Poland’s ruling Law and Justice (PiS) party is hoping to push through a legislative proposal on February 8 that it hopes will ultimately convince Brussels to release billions from the EU’s pandemic recovery fund.
The funds – €36bn in grants and loans – have been on hold as the European Commission considers the Polish government’s judiciary reforms a threat to the independence and impartiality of judges. Poland needs the money as its economic growth is sputtering and inflation remains well in the teens, leaving PiS potentially vulnerable at the general election later this year.
If the judicial reform is passed it would also mark a watershed in the relations between Warsaw and Brussels, demonstrating the effectiveness of the European Commission's new Conditionality Mechanism, which uses withholding of budget disbursements to pressure errant states such as Poland and Hungary from eroding democracy further.
At the centre of the spat is how Polish law proposes to discipline judges. Under current regulations, a specially designed chamber of the Supreme Court is tasked with the job.
But, says Brussels, the chamber has been subject to too much political control from the government, which has effectively made it a tool of pressure against judges critical of the reforms and of the government as such.
Keen to secure that payouts from the pandemic recovery fund do flow sometime in 2023, an election year, PiS appears to have softened its position and worked out what it says is a compromise with the EU.
The compromise – which the parliament is expected to vote on February 8, rejecting any amendments introduced by the opposition-held Senate – proposes that the handling of the controversial regime for disciplining judges is moved from the Supreme Court to the Supreme Court of Administration, a court that has largely avoided PiS’ attempts at political control.
The new legislation is one of the crucial so-called milestones, which Brussels demands Poland meet in order to alleviate the EU’s concerns over the state of rule of law in the country. That, in turn, would allow the pandemic recovery fund’s money to flow.
“Optimistically speaking, the money could arrive this summer,” Poland’s EU affairs minister Szymon Szynkowski vel Sek told private broadcaster Polsat on February 7.
But even before any money arrives, seeing off the bitter dispute with the EU could be a boon for PiS just months before the election, which the ruling party hopes to win and secure an unprecedented third straight term in office.
PiS is confident that the Commission will eventually greenlight the recovery funds, following through on the earlier talks with PiS.
According to the opposition, the proposal is unconstitutional, risking rejection by the Commission and thus further delay in getting the funds to flow.

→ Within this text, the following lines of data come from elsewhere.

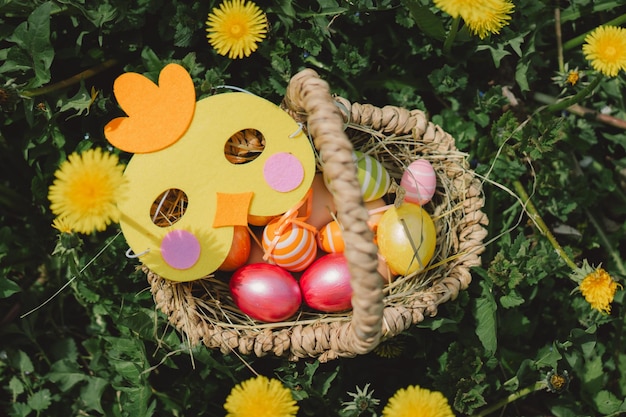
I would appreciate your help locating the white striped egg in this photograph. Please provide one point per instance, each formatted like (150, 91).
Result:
(373, 176)
(296, 246)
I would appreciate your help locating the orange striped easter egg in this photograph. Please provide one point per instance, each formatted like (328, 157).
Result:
(329, 238)
(294, 249)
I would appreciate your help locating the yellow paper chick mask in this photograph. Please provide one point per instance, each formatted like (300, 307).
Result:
(220, 194)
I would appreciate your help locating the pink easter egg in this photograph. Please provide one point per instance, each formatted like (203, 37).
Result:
(265, 292)
(296, 246)
(419, 181)
(326, 285)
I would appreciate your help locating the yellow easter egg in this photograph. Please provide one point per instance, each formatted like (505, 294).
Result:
(406, 238)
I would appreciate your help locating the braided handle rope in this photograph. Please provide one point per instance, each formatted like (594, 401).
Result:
(202, 312)
(309, 95)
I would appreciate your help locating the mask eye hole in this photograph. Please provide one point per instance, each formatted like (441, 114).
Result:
(244, 146)
(169, 207)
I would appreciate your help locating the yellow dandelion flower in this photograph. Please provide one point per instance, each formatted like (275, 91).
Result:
(605, 47)
(62, 225)
(416, 401)
(86, 190)
(260, 397)
(573, 77)
(599, 289)
(235, 28)
(482, 17)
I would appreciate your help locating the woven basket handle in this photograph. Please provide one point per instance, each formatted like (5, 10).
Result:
(308, 99)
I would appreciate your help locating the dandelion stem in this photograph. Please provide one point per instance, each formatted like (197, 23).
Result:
(532, 212)
(454, 28)
(567, 102)
(559, 38)
(68, 82)
(513, 397)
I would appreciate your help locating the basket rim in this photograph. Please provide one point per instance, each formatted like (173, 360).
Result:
(342, 335)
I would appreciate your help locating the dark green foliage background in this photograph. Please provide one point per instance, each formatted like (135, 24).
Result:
(100, 348)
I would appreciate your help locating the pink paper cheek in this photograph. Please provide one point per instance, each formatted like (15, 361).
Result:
(180, 249)
(283, 172)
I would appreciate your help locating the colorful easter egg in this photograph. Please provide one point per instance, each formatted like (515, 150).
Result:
(265, 292)
(326, 285)
(293, 248)
(373, 176)
(329, 238)
(406, 238)
(419, 181)
(385, 272)
(375, 209)
(239, 250)
(323, 205)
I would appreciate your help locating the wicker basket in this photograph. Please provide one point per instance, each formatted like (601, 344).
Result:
(204, 312)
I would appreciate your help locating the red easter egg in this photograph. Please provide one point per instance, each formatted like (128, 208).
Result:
(325, 284)
(239, 250)
(329, 238)
(419, 181)
(295, 249)
(265, 292)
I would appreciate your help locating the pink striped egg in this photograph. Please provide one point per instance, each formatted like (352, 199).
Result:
(419, 181)
(296, 248)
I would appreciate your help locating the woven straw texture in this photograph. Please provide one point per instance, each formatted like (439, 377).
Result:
(203, 310)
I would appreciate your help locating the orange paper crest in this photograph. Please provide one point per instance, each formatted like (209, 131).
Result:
(157, 115)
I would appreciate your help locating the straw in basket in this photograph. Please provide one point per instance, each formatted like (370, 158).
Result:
(204, 311)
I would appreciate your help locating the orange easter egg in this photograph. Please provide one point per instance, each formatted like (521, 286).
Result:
(330, 239)
(259, 220)
(323, 206)
(295, 247)
(256, 249)
(239, 250)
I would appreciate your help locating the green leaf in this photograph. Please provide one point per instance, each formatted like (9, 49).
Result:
(66, 374)
(22, 362)
(81, 102)
(485, 313)
(548, 357)
(607, 402)
(33, 37)
(8, 287)
(16, 387)
(511, 300)
(91, 394)
(426, 20)
(40, 400)
(496, 53)
(20, 410)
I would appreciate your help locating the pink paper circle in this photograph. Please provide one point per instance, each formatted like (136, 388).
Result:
(180, 249)
(283, 172)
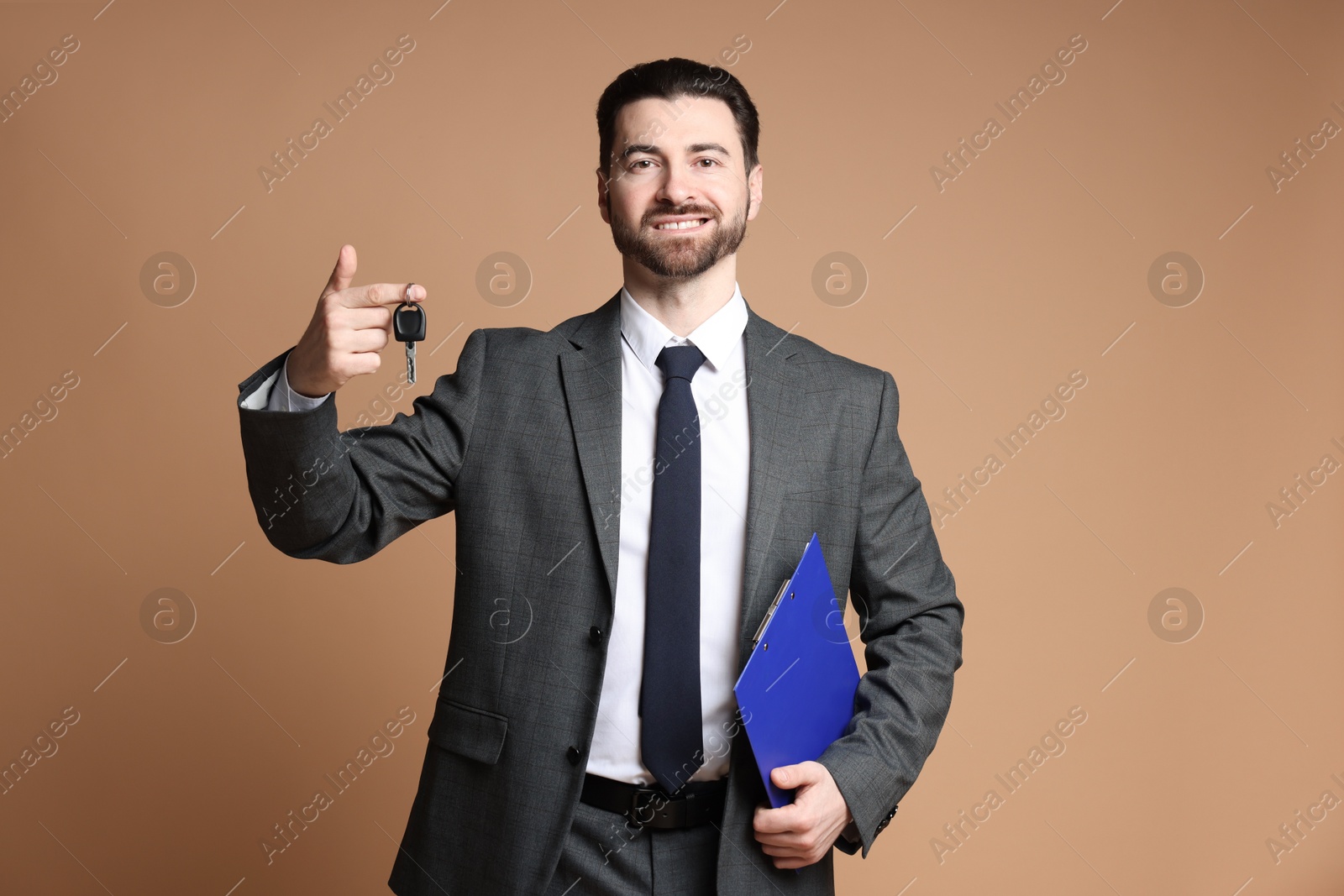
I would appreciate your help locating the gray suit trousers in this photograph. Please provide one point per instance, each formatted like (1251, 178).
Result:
(604, 856)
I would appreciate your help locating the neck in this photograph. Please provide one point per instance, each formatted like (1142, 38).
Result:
(682, 302)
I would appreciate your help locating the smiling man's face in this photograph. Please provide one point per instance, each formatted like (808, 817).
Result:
(676, 195)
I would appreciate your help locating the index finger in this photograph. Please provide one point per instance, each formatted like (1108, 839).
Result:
(774, 821)
(375, 295)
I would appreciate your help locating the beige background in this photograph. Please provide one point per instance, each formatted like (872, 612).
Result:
(1030, 265)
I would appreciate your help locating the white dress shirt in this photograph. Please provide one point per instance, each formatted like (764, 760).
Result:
(725, 465)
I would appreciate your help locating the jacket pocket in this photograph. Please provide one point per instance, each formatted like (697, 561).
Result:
(468, 731)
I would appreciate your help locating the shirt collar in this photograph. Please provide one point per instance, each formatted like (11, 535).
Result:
(717, 336)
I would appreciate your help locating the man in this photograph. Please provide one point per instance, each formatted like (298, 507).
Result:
(631, 488)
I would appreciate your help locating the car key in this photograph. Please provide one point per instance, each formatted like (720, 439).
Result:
(409, 327)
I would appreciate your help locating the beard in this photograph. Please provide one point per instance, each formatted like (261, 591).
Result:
(685, 255)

That could give the opposition at least some extra firepower in the election campaign.
One last hurdle to clear will be signing the proposal into law by President Andrzej Duda but PiS seems to assume the president would not want to throw a spanner in the work at the last minute.
“At the moment, there is no decision by the president and the prime minister will talk to the president about this matter,” the government spokesman Piotr Müller told a press briefing on February 7.
The president’s office said in early February that once Duda receives the final text of the proposal, as passed by the parliament, he will make his decision “quickly”.